# Eigenes Forum für Clan..



## xxgamer09xx (10. Februar 2011)

*Eigenes Forum für Clan..*

*Hey Com,

wie der Titel es schon sagt möchte ich mir gerne ein eigenes Forum erstellen, doch ich habe ehrlich gesagt 0 Ahnung davon und wollte hier um Rat bitten...Habe zwar google schon durchforstet, doch da kam auch nichts brauchbares rum 

Natürlich sollte alles kostenlos sein 

Wie gesagt soll es nur ein kleines Forum werden...

Danke schonmal im vorraus .. 

Freue mich auf eure Antworten..

Vlg
xxgamer09xx*


----------



## .Mac (10. Februar 2011)

*AW: Eigenes Forum für Clan..*



xxgamer09xx schrieb:


> *Habe zwar google schon durchforstet, doch da kam auch nichts brauchbares rum *



Noch offensichtlicher lügen ging echt nicht. 

Schau dich mal nach Webspell um, ist ein Clan CMS, mit Forum, kostenlos, toll wa? Und genügend Free Templates gibt es auch, einfach mal selbst bisschen Googlen, dann kommt man immer auf etwas ordentliches.


----------



## hardware_fanatiker (10. Februar 2011)

*AW: Eigenes Forum für Clan..*

kannst auc einfach bei funpic nen host mieten und ne domain und dann nen phpbb draufladen. Google einfach mal


----------



## ghostadmin (10. Februar 2011)

*AW: Eigenes Forum für Clan..*

Und wenns nur ein Forum sein soll, dann kann ich myBB sehr empfehlen oder wenns sein muss phpBB was irgendwie jeder hat was ich irgendwie nicht verstehen kann. 

Wenn du keine Ahnung von der Materie hast, dann wäre myBB wohl besser, da das einen Pluginmanager hat und du so Plugins sehr leicht installieren kannst.


----------



## xxgamer09xx (11. Februar 2011)

Hey,

danke für eure Antworten, werde mir mal myBB anschauen, sowie Webspell 

vlg 
xxgamer09xx

Achso außerdem habe ich da noch eine Frage ich muss doch irgendwo eine Domain oder sowas herbekommen, kennt ihr gute und vorallem KOSTENLOSE Anbieter oder was haltet ihr von diesem Funpic.de??

gruß


----------



## ghostadmin (11. Februar 2011)

*AW: Eigenes Forum für Clan..*

Funpic ist meiner Meinung nach Müll. Es gibt schon sehr günstige Anbieter die einen Webspace inklusive einer .de Domain für 12€ das Jahr vermieten, meist kostet eine einzelne .de Domain auch ned viel weniger wenn ned sogar mehr.


----------



## xxgamer09xx (11. Februar 2011)

*AW: Eigenes Forum für Clan..*

Hey ehm... welche denn zum Beispiel kannste mir mal ein paar Links bitte geben , wär nett 

Gruß


----------



## ghostadmin (11. Februar 2011)

*AW: Eigenes Forum für Clan..*

Internetagentur WAS | EasyHost zB


----------



## xxgamer09xx (11. Februar 2011)

*AW: Eigenes Forum für Clan..*

Hey,

also ich habe mich dazu entschieden, dass ich zuerst das alles mit funpic.de testen werde und danach umsteigen werde und mir eine .de domain und webspace für ka. wie viel € hohle.
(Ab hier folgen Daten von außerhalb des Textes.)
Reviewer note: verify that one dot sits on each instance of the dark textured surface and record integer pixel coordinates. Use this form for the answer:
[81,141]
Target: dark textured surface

Eine Frage, ich zweifel aber daran, dass funpic.de 100% kostenlos ist, kann mir da einer Gewissheit geben, dass das wirklich zu 100% kostenlos ist und dort keine Abo-Fallen oder sonstiges Zeuch mit verbunden ist ?? 

Danke!

Gruß


----------



## ghostadmin (11. Februar 2011)

*AW: Eigenes Forum für Clan..*

Das ist kostenlos ja, hat dafür aber zigtausend Werbeeinblendungen auf deiner Page dann.


----------



## xxgamer09xx (11. Februar 2011)

*AW: Eigenes Forum für Clan..*

Gibt es denn noch andere kostenlose Anbieter ohne haufenweise Werbun ?


----------



## ghostadmin (11. Februar 2011)

*AW: Eigenes Forum für Clan..*

Nein, sogut wie bei jedem kostenlosen Anbieter wird Werbung eingeblendet, irgendwie muss der ja auch Kohle machen.


----------



## xxgamer09xx (11. Februar 2011)

*AW: Eigenes Forum für Clan..*

ja da haste natürlich recht, dass der auch Kohle machn muss 

Ehm..und wie funktioniert das dann mit dem forum installieren und so, kennst du da vllt. ein gutes Tutorial oder so?


----------



## ghostadmin (11. Februar 2011)

*AW: Eigenes Forum für Clan..*

Das .rar oder .zip File entpacken und alles was drin ist auf den Webspace laden. Dann gibts meist in /install Verzeichnis, einfach mal gucken, das musst du im Browser aufrufen und den Anweisungen folgen. 
Meist finden sich solche Hilfen auch auf den Seiten der Ersteller.


----------



## Hydroxid (11. Februar 2011)

*AW: Eigenes Forum für Clan..*

xDDDD


----------



## xxgamer09xx (12. Februar 2011)

*AW: Eigenes Forum für Clan..*

Hey,

welche Forensoftware ist eurer Meinung nach die beste?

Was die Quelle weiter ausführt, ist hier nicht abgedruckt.